The Angakoq - The Shaman

During difficult times, people turned for assistance to the angakoqs to help cure the sick, control the weather, or improve the hunting. Angakoqs were both men and women. One could not, however, just choose to be a shaman; this was a role to which you were born.
 
Kaj Birket-Smith writes that “an Eskimo almost never becomes a shaman of his own free will; it is sila [or nature and the spiritual universe] or the spirits themselves who, through dreams or some other manner, appoint the chosen one” (Mitchell 1996:36).

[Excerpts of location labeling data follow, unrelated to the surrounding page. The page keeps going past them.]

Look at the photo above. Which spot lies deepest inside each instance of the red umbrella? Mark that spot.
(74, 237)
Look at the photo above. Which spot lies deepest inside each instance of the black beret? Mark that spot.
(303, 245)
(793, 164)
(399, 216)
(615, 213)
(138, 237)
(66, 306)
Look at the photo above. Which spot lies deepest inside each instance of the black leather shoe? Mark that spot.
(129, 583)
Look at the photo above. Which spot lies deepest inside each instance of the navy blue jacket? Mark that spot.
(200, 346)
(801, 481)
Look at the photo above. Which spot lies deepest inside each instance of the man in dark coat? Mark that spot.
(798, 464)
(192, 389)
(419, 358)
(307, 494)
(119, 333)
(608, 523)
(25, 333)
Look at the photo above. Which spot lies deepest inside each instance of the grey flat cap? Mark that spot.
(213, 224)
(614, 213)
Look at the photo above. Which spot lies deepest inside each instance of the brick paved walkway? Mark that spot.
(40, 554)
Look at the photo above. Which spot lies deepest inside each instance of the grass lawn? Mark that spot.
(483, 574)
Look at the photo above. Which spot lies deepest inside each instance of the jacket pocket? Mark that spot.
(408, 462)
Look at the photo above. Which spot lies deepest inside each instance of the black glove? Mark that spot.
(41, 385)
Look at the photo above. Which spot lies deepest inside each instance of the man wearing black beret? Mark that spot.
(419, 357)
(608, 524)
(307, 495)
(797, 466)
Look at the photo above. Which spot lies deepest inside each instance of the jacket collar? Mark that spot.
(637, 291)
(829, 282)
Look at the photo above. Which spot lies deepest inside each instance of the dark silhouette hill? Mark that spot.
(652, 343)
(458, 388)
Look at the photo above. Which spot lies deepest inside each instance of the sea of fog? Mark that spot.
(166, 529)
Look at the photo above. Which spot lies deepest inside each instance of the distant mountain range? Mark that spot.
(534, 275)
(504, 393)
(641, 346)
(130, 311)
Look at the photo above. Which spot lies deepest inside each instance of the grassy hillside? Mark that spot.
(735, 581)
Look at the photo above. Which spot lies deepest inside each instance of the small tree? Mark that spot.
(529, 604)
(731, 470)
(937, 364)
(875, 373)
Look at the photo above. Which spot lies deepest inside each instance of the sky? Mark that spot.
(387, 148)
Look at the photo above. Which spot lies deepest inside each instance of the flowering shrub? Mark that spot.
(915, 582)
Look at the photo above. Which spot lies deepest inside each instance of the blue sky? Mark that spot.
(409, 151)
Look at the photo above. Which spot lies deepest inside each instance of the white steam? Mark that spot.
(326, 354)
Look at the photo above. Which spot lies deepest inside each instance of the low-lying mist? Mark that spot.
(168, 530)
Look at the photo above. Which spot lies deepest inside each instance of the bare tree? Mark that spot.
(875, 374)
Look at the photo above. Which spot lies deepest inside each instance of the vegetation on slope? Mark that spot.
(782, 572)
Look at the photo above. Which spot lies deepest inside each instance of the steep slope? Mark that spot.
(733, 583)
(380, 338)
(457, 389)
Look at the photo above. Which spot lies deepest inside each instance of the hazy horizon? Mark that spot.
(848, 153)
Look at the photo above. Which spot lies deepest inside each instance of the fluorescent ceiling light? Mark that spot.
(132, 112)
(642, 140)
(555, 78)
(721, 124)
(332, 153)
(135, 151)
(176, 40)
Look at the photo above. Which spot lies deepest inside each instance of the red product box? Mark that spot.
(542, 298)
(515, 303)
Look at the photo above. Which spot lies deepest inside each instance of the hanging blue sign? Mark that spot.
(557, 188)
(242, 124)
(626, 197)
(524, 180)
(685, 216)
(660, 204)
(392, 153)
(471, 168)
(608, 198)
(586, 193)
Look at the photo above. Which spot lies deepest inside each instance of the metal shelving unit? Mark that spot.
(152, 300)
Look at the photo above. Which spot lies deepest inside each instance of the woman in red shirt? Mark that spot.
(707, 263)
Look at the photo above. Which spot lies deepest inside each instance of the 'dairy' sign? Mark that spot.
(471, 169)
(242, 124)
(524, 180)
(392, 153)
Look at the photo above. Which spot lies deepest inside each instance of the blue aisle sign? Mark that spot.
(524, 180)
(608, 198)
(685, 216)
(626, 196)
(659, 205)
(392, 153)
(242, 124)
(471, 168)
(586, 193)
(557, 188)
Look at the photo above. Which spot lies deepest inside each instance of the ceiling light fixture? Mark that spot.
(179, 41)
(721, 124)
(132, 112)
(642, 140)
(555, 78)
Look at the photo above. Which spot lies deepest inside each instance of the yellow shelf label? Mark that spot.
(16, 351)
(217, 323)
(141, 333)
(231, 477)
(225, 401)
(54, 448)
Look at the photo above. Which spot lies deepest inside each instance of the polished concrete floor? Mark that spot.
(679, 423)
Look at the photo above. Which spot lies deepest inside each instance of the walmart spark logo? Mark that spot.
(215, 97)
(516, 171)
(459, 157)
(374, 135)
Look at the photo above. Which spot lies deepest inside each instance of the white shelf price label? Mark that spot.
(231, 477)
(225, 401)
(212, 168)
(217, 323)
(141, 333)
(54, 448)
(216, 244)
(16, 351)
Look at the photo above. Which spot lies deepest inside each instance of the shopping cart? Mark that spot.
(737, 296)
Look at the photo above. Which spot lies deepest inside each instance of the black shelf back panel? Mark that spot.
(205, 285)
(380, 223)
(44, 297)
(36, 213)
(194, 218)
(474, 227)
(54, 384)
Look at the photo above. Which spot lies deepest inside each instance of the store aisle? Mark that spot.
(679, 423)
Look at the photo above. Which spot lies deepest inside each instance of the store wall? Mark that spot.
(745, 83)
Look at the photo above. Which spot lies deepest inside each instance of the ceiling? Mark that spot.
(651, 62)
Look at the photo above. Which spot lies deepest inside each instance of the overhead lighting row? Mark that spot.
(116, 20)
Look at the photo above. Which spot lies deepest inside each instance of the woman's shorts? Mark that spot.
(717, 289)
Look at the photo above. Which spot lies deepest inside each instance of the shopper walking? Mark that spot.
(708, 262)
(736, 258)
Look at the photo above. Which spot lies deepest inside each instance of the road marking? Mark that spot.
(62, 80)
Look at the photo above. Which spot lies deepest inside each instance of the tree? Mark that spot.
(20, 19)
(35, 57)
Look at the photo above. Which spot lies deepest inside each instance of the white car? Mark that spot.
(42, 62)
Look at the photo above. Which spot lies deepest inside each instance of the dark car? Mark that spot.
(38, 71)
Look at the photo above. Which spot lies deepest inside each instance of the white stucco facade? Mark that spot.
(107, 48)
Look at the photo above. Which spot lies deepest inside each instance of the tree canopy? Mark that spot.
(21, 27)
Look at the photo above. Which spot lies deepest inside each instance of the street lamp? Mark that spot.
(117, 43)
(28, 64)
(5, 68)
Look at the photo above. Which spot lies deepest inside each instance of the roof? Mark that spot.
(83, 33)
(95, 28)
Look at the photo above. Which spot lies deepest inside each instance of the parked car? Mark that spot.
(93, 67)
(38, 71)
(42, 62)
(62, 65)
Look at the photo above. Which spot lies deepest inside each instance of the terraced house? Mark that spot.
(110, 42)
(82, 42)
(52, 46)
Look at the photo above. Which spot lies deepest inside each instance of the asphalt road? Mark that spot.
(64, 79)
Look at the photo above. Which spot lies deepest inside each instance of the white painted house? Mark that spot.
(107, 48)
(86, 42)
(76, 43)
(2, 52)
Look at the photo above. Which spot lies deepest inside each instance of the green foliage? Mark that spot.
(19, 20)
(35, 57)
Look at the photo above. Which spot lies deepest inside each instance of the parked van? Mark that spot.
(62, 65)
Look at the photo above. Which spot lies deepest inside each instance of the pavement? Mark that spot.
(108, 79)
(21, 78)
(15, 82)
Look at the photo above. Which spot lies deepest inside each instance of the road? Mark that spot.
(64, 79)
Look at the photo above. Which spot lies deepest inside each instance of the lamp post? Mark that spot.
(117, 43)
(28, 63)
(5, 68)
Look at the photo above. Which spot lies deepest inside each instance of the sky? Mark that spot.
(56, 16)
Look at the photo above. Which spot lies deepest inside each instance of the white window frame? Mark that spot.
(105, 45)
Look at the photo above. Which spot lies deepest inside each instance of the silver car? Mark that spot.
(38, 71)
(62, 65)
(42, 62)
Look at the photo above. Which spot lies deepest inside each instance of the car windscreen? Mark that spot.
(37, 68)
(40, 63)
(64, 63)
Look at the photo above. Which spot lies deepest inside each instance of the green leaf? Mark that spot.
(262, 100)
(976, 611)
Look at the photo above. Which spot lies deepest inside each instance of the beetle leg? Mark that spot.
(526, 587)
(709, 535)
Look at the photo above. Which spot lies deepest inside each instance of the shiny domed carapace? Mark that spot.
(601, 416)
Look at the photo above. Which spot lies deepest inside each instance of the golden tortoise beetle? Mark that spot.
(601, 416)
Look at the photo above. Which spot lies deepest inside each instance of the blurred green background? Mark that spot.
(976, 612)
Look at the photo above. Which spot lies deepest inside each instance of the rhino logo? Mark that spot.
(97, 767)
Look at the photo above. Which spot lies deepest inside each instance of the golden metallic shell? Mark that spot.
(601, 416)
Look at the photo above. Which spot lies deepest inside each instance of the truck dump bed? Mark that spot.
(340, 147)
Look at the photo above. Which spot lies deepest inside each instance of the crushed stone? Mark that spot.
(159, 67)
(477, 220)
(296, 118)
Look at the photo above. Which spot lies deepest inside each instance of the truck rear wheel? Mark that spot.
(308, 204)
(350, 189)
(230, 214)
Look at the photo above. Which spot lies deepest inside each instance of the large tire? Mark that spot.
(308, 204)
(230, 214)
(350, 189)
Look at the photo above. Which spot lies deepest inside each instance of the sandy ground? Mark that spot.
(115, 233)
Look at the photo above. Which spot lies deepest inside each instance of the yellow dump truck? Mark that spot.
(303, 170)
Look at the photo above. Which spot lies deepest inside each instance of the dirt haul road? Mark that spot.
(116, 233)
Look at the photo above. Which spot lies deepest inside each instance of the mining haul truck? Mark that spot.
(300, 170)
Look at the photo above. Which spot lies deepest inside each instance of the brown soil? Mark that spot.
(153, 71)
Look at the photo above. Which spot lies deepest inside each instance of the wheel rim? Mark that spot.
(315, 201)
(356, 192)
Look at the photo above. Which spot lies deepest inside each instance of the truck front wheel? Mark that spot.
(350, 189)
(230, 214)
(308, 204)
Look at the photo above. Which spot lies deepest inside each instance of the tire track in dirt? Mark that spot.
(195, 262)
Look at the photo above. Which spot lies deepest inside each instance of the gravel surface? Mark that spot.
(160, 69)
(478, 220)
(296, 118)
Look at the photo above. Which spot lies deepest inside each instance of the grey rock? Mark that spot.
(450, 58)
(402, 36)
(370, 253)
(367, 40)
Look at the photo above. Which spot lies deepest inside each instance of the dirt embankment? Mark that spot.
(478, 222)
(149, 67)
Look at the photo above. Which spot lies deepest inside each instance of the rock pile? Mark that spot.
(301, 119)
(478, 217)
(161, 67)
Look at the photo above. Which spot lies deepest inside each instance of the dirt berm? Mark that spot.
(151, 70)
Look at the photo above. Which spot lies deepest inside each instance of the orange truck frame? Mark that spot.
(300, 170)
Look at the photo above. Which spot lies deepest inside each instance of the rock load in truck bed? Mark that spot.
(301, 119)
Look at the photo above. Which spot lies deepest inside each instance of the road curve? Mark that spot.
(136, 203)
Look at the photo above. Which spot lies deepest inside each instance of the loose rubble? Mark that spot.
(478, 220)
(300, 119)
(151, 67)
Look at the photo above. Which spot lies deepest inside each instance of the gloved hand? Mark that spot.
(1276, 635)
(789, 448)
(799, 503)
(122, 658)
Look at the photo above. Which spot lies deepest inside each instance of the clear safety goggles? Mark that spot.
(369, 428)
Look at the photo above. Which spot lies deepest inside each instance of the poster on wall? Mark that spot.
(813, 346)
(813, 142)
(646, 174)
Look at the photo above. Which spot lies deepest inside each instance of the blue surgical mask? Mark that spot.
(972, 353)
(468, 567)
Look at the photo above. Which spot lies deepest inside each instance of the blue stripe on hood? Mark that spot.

Under the guidance of an angakoq trainer, the initiate learned how to communicate with the spirit world.

Not Always for Free

Angakoqs provided help both to individuals and to the group. If someone were sick, the angakoqs would make them well; if a wife had trouble conceiving, they would appeal to the spirits to bring her a child. Angakoqs would also look out for the group as a whole, performing rituals to ensure good weather or a successful hunt. The main difference between the two services related to payment. For services rendered to individuals, the angakoq might expect to receive food or a knife. If the work was done for the benefit of the community to ensure a good hunt, for instance, it was performed for free. It seems reasonable to speculate that a good hunt was as much in the interest of the shaman as it was in the interests of the group (p. 37).

Visionary Powers

Angakoqs also possessed visionary powers. Pauta Saila of Cape Dorset once spoke of a prediction song performed by Atsiluaq, a shaman who lived several generations before the arrival of the qallunaat (white people). In 1997 he said, “At a huge gathering in a qaggiq [a large ceremonial igloo], Atsiluaq took the drum and began to sway back and forth, beating the circular instrument with a thick, rounded baton ... he began his new song:

Atsiluaq, this man
He would be called a great shaman
"Hooo ... Hoooo ... Hoooo ... Hoooo ...
There, over there
The high mountain
In the front, over there you will see
A lovely cloth
A lovely red shade
Atsiluaq, this man
He would be called a great shaman
Hoooo ... Hooo ... Hoooo ... Hoooo..."

Saila continues: “Atsiluaq was one of the last well-known shamans who saw into the future. He saw this lovely red cloth fluttering in the wind. He was telling his people that the qallunaat (white people) were coming and they will fly a flag that contains red shades. The Hudson’s Bay Company flag and the Canadian flag both contain red colours. Atsiluaq was right” (Hanson 1998:68-9).